Publication Abstract

Increasing the Selectivity of Contact Herbicides on Hydrilla: Sensitivity Tests with American Lotus.

Madsen, J. D., Turnage, G., & Wersal, R. M. (2013). Increasing the Selectivity of Contact Herbicides on Hydrilla: Sensitivity Tests with American Lotus. Aquatic Plant Management Society 53rd Annual Meeting. San Antonio, TX.

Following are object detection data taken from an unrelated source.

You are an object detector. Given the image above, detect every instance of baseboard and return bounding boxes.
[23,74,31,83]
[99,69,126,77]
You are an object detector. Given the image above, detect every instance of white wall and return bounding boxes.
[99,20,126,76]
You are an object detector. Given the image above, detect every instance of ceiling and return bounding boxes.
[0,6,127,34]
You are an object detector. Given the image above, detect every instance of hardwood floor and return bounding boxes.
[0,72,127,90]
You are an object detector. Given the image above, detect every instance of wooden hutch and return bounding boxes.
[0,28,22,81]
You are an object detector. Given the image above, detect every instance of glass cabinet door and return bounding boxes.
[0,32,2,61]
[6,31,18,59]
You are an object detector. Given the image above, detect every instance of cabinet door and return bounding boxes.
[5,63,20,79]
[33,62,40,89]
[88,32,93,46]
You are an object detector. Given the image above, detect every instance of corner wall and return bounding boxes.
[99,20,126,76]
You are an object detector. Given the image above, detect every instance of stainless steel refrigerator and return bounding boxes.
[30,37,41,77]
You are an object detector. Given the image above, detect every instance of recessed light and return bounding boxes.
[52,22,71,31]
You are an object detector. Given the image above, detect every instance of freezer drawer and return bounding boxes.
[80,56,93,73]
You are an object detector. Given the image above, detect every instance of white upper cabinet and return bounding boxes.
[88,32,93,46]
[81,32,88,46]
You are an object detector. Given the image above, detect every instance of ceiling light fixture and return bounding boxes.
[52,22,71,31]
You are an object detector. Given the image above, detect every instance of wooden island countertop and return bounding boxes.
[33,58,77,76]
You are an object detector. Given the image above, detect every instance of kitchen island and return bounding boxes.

Reservoirs in the southeastern United States have been particularly susceptible to invasion by both monoecious and dioecious hydrilla (Hydrilla verticillata) in the past three decades. Reservoirs often have areas of high water exchange or rapidly changing water flows that prevent the effective use of systemic herbicides for control of hydrilla. With the advent of some populations of hydrilla that have become resistant to fluridone, the switch to contact herbicides has accelerated. While contact herbicides are effective in rapid control of hydrilla biomass under conditions of high water exchange, the downside of many usage patterns is reduced selectivity. In many southeastern reservoirs, American lotus (Nelumbo lutea) is a common native plant that provides needed habitat and refuge for both fish and waterfowl. Our recent experience with using a tank mix of diquat with chelated copper in the Ross Barnett Reservoir (MS) was that, while it was effective in controlling hydrilla, it damaged adjacent American lotus populations. Therefore, we designed a study to examine the effectiveness of diquat and four chelated copper formulations to control hydrilla while minimizing damage on American lotus. This study was conducted at the R. R. Foil Plant Science Research Center at Mississippi State University, in 132, 100-gallon mesocosm tanks. Hydrilla was planted in five pots per tank, (66 tanks); while American lotus was planted in three pots per tank, in the remaining 66 tanks. Plants were allowed to grow for four weeks. Tanks were treated with diquat or one of four formulations of chelated copper, as well as combinations of diquat with each copper formulation; and an untreated reference for a total of 21 treatments. Each treatment was replicated three times. While several of these combinations provided better than 70% control of hydrilla, most also caused significant damage to American lotus. Copper ethylendiamine liquid alone at both 0.5ppm and 1.0 ppm provided 80% control of hydrilla, while American lotus actually increased biomass. Further research to demonstrate chelated copper formulations in the field are planned.